One solution to this would be to ban the use of commits that don't include all changes in the working tree. Yeah, right. Not likely, and not helpful. Staging is definitely a useful way to add more structure to your change history, and not something I'd like to leave behind.
I wonder if a better solution could be achieved with the judicious use of commit hooks. What if we had a pre-commit script that would take the change set that was about to be committed (NOT whatever is in the working tree) and run tests against that tree. If the tests fail the commit fails. Now we would be left in a place of greater confidence than before. We wouldn't even need the discipline to run the tests by hand, because even if we forgot then git would be running them for us anyway. To be honest I'm not sure of the feasibility of creating this kind of setup. I'd love to find out more about how feasible it would be.
Option number 3 would be to have a CI pipeline such that you don't ever commit changes to a branch that others can touch until the CI system has had a chance to run tests against your commit. Instead, you would always be commiting changes to a private branch. The CI system would detect your commit, run a build, and then merge your changes into a shared branch if and only if your commit passed muster.

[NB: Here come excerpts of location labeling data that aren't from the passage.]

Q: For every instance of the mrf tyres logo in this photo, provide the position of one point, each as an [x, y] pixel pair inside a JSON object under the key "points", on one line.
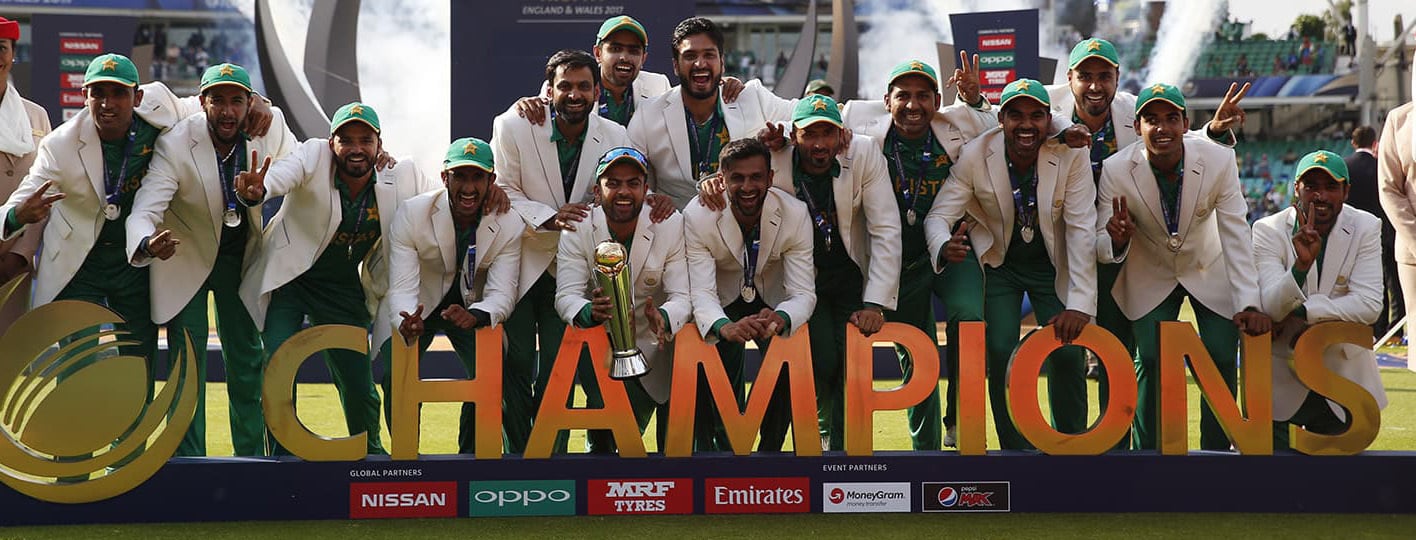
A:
{"points": [[640, 496], [965, 496], [758, 495], [865, 496]]}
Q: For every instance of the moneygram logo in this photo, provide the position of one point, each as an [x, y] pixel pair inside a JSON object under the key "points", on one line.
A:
{"points": [[865, 496], [965, 496], [756, 495], [640, 496], [402, 499], [521, 498]]}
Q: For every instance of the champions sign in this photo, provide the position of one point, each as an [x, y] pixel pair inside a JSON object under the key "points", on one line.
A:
{"points": [[81, 430]]}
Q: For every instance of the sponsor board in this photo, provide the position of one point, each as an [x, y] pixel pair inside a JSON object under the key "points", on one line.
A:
{"points": [[865, 496], [402, 499], [965, 496], [640, 496], [758, 495], [521, 498], [997, 41]]}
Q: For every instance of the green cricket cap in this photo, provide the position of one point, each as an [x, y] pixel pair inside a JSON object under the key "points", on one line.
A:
{"points": [[914, 67], [1024, 88], [1160, 92], [353, 112], [816, 108], [111, 68], [1093, 48], [225, 74], [1326, 160], [469, 152], [615, 24]]}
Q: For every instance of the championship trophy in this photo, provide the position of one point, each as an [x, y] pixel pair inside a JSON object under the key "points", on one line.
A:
{"points": [[613, 278]]}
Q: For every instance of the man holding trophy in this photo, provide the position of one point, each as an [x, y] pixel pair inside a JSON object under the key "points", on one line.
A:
{"points": [[649, 305]]}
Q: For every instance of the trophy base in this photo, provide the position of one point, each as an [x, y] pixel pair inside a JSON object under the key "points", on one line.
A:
{"points": [[627, 364]]}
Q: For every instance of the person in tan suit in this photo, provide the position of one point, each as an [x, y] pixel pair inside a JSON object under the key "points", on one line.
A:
{"points": [[23, 124], [1396, 179]]}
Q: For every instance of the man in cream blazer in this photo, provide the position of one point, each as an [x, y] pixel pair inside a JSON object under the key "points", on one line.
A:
{"points": [[548, 172], [752, 278], [189, 197], [1319, 261], [660, 128], [660, 289], [855, 241], [23, 124], [1181, 235], [323, 257], [1025, 189], [453, 270], [1396, 176]]}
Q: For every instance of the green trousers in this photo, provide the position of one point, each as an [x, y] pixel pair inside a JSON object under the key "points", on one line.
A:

I don't think this would prevent commits in the middle of a batch of commits being pushed to your private branch from bein un-tested, but it would prevent the system ever getting into a state where the shared head is untested. This is an idea I'm planning to blog about more at some point in the future.
In conclusion, while I find myself sometimes taking advantage of this powerful feature of git, I always feel a little nervous doing so, and try and take extra care.